# Negotiating sex.....



## lovemylife (Feb 13, 2012)

I found this video of Dodson and Ross that discusses negotiating sex. I just had to share this.

Negotiating Sex - YouTube

Do you negotiate sex?
What does this type of negotiation look like for you?


----------



## committed4ever (Nov 13, 2012)

lovemylife said:


> I found this video of Dodson and Ross that discusses negotiating sex. I just had to share this.
> 
> Negotiating Sex - YouTube
> 
> ...


They took to long to get to the point. But me and H don't really negotiate sex. We just do it.

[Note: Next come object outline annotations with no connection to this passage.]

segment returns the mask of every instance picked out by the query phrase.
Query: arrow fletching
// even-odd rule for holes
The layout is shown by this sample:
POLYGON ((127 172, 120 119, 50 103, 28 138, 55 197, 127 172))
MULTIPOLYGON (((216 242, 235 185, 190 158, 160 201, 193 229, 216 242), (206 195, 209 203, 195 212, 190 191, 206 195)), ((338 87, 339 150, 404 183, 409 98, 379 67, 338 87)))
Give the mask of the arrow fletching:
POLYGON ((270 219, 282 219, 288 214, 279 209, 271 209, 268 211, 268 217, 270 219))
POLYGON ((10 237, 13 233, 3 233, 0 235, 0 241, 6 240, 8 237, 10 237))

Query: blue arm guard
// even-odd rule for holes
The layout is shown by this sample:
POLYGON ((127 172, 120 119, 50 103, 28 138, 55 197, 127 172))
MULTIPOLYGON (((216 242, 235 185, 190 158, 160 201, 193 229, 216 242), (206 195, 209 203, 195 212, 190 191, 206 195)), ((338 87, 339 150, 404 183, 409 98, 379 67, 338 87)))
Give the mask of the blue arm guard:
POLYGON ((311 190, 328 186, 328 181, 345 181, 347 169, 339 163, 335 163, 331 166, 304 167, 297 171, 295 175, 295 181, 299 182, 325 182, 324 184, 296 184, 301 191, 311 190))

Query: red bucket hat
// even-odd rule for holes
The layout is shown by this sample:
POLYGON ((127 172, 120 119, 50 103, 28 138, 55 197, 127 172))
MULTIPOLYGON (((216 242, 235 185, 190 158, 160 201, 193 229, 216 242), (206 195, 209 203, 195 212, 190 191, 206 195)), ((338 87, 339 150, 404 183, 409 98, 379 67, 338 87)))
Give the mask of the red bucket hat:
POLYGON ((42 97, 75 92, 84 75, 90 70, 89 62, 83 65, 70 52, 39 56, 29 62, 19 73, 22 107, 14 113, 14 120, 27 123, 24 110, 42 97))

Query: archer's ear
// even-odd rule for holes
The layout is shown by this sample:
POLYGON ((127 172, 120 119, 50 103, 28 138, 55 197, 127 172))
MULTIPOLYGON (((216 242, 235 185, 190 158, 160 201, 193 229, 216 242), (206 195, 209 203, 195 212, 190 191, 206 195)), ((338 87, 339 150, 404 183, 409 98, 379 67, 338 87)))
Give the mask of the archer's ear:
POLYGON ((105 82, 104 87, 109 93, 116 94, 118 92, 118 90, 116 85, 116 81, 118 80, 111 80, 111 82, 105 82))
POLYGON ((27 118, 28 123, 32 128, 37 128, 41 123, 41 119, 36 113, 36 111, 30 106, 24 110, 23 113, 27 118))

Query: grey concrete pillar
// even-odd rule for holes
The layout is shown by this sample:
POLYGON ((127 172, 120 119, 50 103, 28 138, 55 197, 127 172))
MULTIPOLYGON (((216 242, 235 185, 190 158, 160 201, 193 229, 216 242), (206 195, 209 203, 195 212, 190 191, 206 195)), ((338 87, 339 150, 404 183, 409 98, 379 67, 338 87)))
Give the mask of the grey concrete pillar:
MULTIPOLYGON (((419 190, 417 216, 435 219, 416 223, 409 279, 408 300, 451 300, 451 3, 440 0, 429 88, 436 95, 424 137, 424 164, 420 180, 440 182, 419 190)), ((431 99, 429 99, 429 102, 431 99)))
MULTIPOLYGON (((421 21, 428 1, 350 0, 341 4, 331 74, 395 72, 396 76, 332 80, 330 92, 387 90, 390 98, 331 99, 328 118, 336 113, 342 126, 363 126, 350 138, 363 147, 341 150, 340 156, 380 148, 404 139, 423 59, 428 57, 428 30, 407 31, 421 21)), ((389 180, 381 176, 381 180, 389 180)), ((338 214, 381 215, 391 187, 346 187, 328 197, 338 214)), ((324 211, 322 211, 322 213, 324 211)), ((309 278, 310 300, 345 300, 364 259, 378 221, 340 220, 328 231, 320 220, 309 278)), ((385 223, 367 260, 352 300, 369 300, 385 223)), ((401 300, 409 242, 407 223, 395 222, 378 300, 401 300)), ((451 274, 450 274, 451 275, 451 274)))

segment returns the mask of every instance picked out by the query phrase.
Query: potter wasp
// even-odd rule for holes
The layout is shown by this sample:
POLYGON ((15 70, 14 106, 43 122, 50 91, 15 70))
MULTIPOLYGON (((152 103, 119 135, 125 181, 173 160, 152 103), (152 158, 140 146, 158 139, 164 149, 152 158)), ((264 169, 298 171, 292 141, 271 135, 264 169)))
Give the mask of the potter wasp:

He start taking my clothes off and it's on.


----------



## mablenc (Feb 26, 2013)

No way, that takes too much time way from sex. 
joking aside, sex should come naturally as a way to express love, and fulfill needs.


----------



## RedRose14 (Aug 15, 2013)

Thanks for posting that link LML.

Isn't Betty fantastic?! I also watched the video of the menopausal vagina .... I know I know, I keep going on and on about it, it's a bit of an obsession for me at the moment.

But listen to 84 year old Betty enthusing about having lovely orgasms with her favourite dildo ... there's hope for us all ladies:smthumbup:

Anyway, back to negotiating sex ... the key is communicating with your partner ... what you like/don't like/how often etc and putting in the effort to enjoying each other and making each other happy


----------